The Popes of recent years have opposed executing even hardened criminals.
So why was there no protest when George W. Bush was given an honorary degree by Notre Dame in 2001? During his six years as Governor, Bush presided over 152 executions in Texas: any of which he could have prevented by an executive order. In the case of Karla Faye Tucker, he ignored a personal appeal by the Pope himself. And yet when Obama is invited to address the graduating class and receive a degree there is a firestorm of protest.
Pope John Paul II during a visit to the US in April of 1999:
I renew the appeal I made most recently at Christmas for a consensus to end the death penalty, which is both cruel and unnecessary. Modern society has the means of protecting itself, without definitively denying criminals the chance to reform.
Why does Richard Allen's Op Ed Column today, on Easter Sunday, not even mention the Church's opposition to capital punishment, but only its opposition to abortion? Where was his outrage when Bush was given the same honors at his Alma Mater?
There is turmoil in South Bend, Ind. — and around the country. The Rev. John Jenkins, the president of Notre Dame, has invited President Obama to deliver the commencement address at the university on May 17 and to receive an honorary degree.
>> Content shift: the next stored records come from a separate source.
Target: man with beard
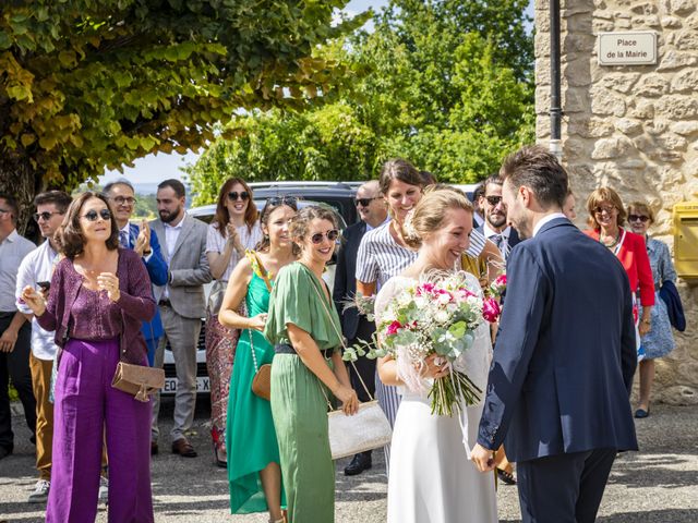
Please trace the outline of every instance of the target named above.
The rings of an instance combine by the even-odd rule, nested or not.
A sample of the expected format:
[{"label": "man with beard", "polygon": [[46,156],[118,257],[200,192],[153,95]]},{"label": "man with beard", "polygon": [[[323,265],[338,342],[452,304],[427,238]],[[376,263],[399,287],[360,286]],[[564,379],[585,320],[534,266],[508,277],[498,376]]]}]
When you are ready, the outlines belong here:
[{"label": "man with beard", "polygon": [[[337,270],[333,291],[333,299],[341,316],[341,333],[349,340],[347,343],[349,346],[360,341],[370,341],[375,331],[373,321],[369,321],[365,316],[360,315],[356,307],[347,307],[346,303],[351,301],[357,293],[357,254],[361,239],[366,232],[381,227],[388,219],[388,207],[385,198],[381,196],[381,186],[376,180],[361,185],[357,191],[354,202],[361,221],[348,227],[342,233],[345,244],[337,252]],[[349,377],[360,401],[370,400],[361,380],[369,389],[368,392],[375,394],[375,360],[369,360],[365,356],[359,357],[354,365],[349,365]],[[345,467],[345,474],[354,476],[371,466],[372,459],[369,450],[356,454],[351,463]]]},{"label": "man with beard", "polygon": [[502,200],[502,183],[498,174],[492,174],[482,184],[484,194],[480,195],[478,203],[484,212],[484,223],[477,230],[497,246],[506,262],[509,252],[520,240],[516,230],[507,222],[506,205]]},{"label": "man with beard", "polygon": [[[196,405],[196,344],[204,316],[204,283],[212,279],[206,258],[207,227],[184,211],[185,190],[179,180],[165,180],[157,186],[158,220],[151,228],[165,239],[164,254],[168,265],[167,284],[156,288],[165,335],[155,353],[155,366],[163,367],[165,346],[169,341],[177,370],[174,425],[170,433],[172,453],[195,458],[196,451],[185,433],[194,421]],[[159,393],[153,402],[153,440],[151,451],[157,453],[157,415]]]}]

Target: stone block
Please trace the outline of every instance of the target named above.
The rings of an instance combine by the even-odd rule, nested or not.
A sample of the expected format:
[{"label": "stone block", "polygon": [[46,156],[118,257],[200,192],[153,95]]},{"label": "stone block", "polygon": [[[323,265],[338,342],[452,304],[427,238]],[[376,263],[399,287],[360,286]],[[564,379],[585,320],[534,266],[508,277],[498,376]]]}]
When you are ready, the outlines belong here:
[{"label": "stone block", "polygon": [[625,115],[625,99],[604,88],[591,88],[591,112],[593,114]]},{"label": "stone block", "polygon": [[674,121],[696,119],[698,99],[681,95],[663,96],[655,102],[654,113]]},{"label": "stone block", "polygon": [[654,118],[654,104],[649,100],[635,100],[634,107],[628,111],[628,115],[648,120]]},{"label": "stone block", "polygon": [[661,74],[648,74],[633,88],[634,96],[657,98],[669,90],[669,81]]},{"label": "stone block", "polygon": [[670,71],[673,69],[681,69],[688,65],[696,65],[698,63],[698,56],[694,52],[681,52],[676,50],[666,51],[662,58],[658,71]]},{"label": "stone block", "polygon": [[[673,133],[681,134],[682,136],[690,136],[698,133],[698,121],[675,122],[670,125]],[[696,171],[698,174],[698,170]]]},{"label": "stone block", "polygon": [[628,93],[639,80],[640,73],[611,73],[601,80],[601,84],[618,93]]},{"label": "stone block", "polygon": [[642,131],[642,122],[629,118],[619,118],[615,121],[615,129],[623,134],[634,136]]},{"label": "stone block", "polygon": [[687,69],[674,76],[672,93],[698,93],[698,69]]}]

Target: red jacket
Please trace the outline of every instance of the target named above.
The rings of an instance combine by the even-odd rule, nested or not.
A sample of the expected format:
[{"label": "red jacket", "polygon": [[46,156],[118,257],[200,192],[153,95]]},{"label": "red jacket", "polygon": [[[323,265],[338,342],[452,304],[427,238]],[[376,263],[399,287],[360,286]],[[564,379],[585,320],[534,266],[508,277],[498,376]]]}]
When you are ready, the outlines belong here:
[{"label": "red jacket", "polygon": [[[640,305],[651,307],[654,305],[654,280],[650,257],[647,255],[645,238],[621,228],[621,245],[615,252],[616,257],[623,264],[630,280],[633,292],[639,290]],[[585,233],[599,241],[599,229],[587,230]]]}]

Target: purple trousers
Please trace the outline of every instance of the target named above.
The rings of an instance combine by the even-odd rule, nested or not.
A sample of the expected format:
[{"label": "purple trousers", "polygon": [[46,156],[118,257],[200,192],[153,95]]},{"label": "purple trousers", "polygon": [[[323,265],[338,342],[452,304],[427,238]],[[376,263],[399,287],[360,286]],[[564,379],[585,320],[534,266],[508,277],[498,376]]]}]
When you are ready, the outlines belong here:
[{"label": "purple trousers", "polygon": [[95,521],[105,435],[108,521],[154,521],[151,402],[136,401],[111,387],[118,362],[118,340],[70,340],[63,349],[56,381],[47,523]]}]

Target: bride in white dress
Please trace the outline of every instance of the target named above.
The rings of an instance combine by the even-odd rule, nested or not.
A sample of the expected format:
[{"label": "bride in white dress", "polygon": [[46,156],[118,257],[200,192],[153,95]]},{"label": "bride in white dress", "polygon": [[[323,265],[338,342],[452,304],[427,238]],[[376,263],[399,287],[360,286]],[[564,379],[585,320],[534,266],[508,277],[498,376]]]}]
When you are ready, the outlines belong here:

As a result, many alumni are up in arms denouncing the decision. Priests, bishops, archbishops and cardinals have criticized the university and its president. South Bend’s own bishop, John D’Arcy, has announced that he will not attend. At the same time, other members of the Notre Dame community have responded, with similar force, that Mr. Obama should be allowed to speak.
I do not recall His Excellency Bishop John D'Arcy denouncing George W. Bush with the same vehemence. Did he boycott the ceremony back in 2001 quietly, just to demonstrate that he is a man of principle?
As for Mr. Richard Allen, his hero Ronald Reagan also presided over an execution as Governor of California. On April 11 1967, Aaron Micthell was executed for murdering a policeman. Reagan as Governor could have commuted his sentence, as he did on another case in which the accused had brain damage. The only reason there were not any more executions under Gov. Reagan was the determined opposition of the California Supreme Court. Reagan led the fight to reverse, by ballot, the decision of the Court to ban the death penalty.
How can you say that you are pro-life and still support the death penalty? How can you say that it is alright to execute people convicted in a court of law while wearing a cross around your neck? Was Jesus not convicted in a Court of Law? Was he not refused a pardon by the Governor for political reasons?
Did Mr. Allen protest when Notre Dame awarded President Reagan a degree in 1981? Mr. Allen mentions Reagan's unflinching opposition to abortion as one of the reasons he deserved that degree. What of that life he allowed to be snuffed out?
In an unintentional comic interlude, Allen also mentions Reagan's other connection to Notre Dame: he played its football coach in a movie. Also many people think that Reagan was Catholic because of his Irish last name. Appearance is everything.
The Obama policy on abortion is pretty much the opposite of Ronald Reagan’s. It is precisely what the Catholic Church fights against. That is why my alma mater, while welcoming him in its midst, ought not confer an honorary degree on Mr. Obama.
The Bible does not mention abortion anywhere. It does not say anywhere that life begins at conception. It does teach that life is sacred. The entire New Testament, especially the Gospels, can be read as a screed against capital punishment as sanctioned by Roman Law. Rome had the best judicial system in its time. Christ was convicted in a court of Law, and refused a pardon by the Chief Executive Pontius Pilate. Why would someone whose behavior is more reminiscent of Pilate than Jesus deserve a degree at Notre Dame? At least Pilate was not going against the explicit appeal of religious authorities of his time: the Pope made a personal appeal to George W. Bush to stop an execution.
The point is not that Karla Faye Tucker is the moral equivalent of Jesus Christ. The point is that a principle, if it is to be respected, must be applied uniformly. The Catholic Church in its official proclamations recognizes that. They oppose both abortion and execution. (But not equally forcefully: see comment below by coffeetalk.) It is Catholics of Convenience like Mr. Allen, who use religious condemnation to suit their own political ends who forget this.
Full Disclosure: I am not Catholic, but part of my education was at a Catholic school. Not Notre Dame. My only connection to Notre Dame is that I have given a couple of technical seminars there. Totally unrelated to the topic discussed here.